Multiple Choice

1. Which of the following relations is non-linear and has a degree of $2$?

   $y = 7 - 2x$

   $y = 3x^2 - 5x + 1$

   $y = x^3 + 4x^2 - x$

   $y = -5$

2. In mathematics, what is a relation?

   A type of equation that only uses addition.

   A set of ordered pairs showing a connection between two sets of data.

   The answer to a math problem.

   A single number.

3. In the scenario ``The amount of money earned depends on the number of hours worked,'' which variable is the dependent variable?

   The number of hours worked.

   The employer.

   The type of job.

   The amount of money earned.

4. Which of the following equations represents a linear relation?

   $y = 2x - 1$

   $y = \sqrt{x}$

   $y = x^2 + 5$

   $y = 3/x$

5. Which of these equations represents a non-linear relation?

   $y = x + 7$

   $y = x^3 + x$

   $y = 5x$

   $y = -3x + 2$

6. How does the graph of a linear relation appear?

   As a straight line.

   As a parabola.

   As a wavy line.

   As a disconnected set of points.

7. Which description best fits the graph of a non-linear relation?

   It has a constant slope.

   It can only be a horizontal line.

   It is a curve or a broken line that is not straight.

   It is always a straight line passing through the origin.

8. Based on the table of values below, is the relation linear?

   Yes, because the x-values are consecutive.

   No, because it does not include negative numbers.

   No, because the y-values are increasing.

   Yes, because the first differences in the y-values are constant.

9. What is the degree of the relation $y = 4x - 7$?

   4

   7

   0

   1

10. What is the degree of the relation $y = 2x^2 + 3x - 1$?

    -1

    2

    1

    3

11. If a relation has a degree of 1, what can you conclude about its graph?

    It will pass through the origin.

    It will be a straight line.

    It will be a horizontal line.

    It will be a curve.

12. A student tracks their plant's height over several weeks.

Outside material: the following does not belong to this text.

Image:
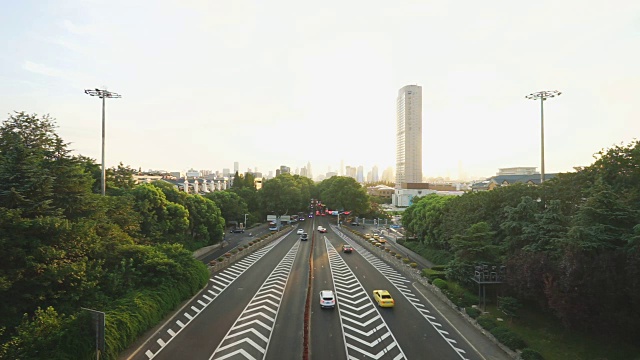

Which statement correctly identifies the independent and dependent variables in this relation?

    The number of weeks is the dependent variable, and the plant's height is the independent variable.

    The plant's height is the independent variable, and the number of weeks is the dependent variable.

    The student is the independent variable, and the plant's height is the dependent variable.

    The number of weeks is the independent variable, and the plant's height is the dependent variable.

13. Consider the following relations. Which one is a linear relation?

    $y = 2x^2 - 5x + 1$

    $y = \dfrac{6}{x} + 2$

    $y = 3x(x - 1) + 3x^2$

    $y = (x+2)(x-1) - x^2$

14. What is the degree of the relation $y = 5x^2 - 3x^3 + 7 - 2x^2 + x$?

    0

    3

    2

    1

15. The equation $y = 4^x$ represents a non-linear relation. What is the primary reason it is classified as non-linear?

    The independent variable is in the exponent.

    The constant term is missing.

    The independent variable is multiplied by a constant.

    The $y$-values are always positive.

16. Which graph represents a linear relation?

    A graph that decreases rapidly at first, then flattens out towards zero.

    A parabola opening upwards.

    A straight line passing through the points $(0, 2)$ and $(3, 5)$.

    A curve that starts flat and then steepens upwards.

17. A relation is defined by the set of ordered pairs $\{(-2, 4), (-1, 1), (0, 0), (1, 1), (2, 4)\}$. Which statement about this relation is true?

    The range of the relation is $\{-2, -1, 0, 1, 2\}$.

    It is a linear relation.

    The domain of the relation is $\{0, 1, 2, 4\}$.

    It is a non-linear relation with a degree of 2.

18. What is the degree of the relation represented by $y = (x+2)^2 - (x-1)(x+3)$?

    2

    0

    Not applicable (non-polynomial)

    1

19. Which of the following best describes a non-linear relation?

    A relation where the $y$-values have a constant difference for equal intervals of $x$.

    A relation whose equation can be written in the form $y = mx + b$.

    A relation whose graph is a straight line.

    A relation where the rate of change between variables is not constant.

20. A car is accelerating at a constant rate. Its speed $v$ (in m/s) over time $t$ (in seconds) can be described by the relation $v = at + v_0$, where $a$ is acceleration and $v_0$ is initial speed. Which statement about this relation is true?

    This relation is non-linear because it models real-world physics.

    This is a non-linear relation because the speed is changing.

    The degree of this relation is 2 because acceleration involves $t^2$ in distance equations.

    This is a linear relation because the highest power of the independent variable $t$ is 1.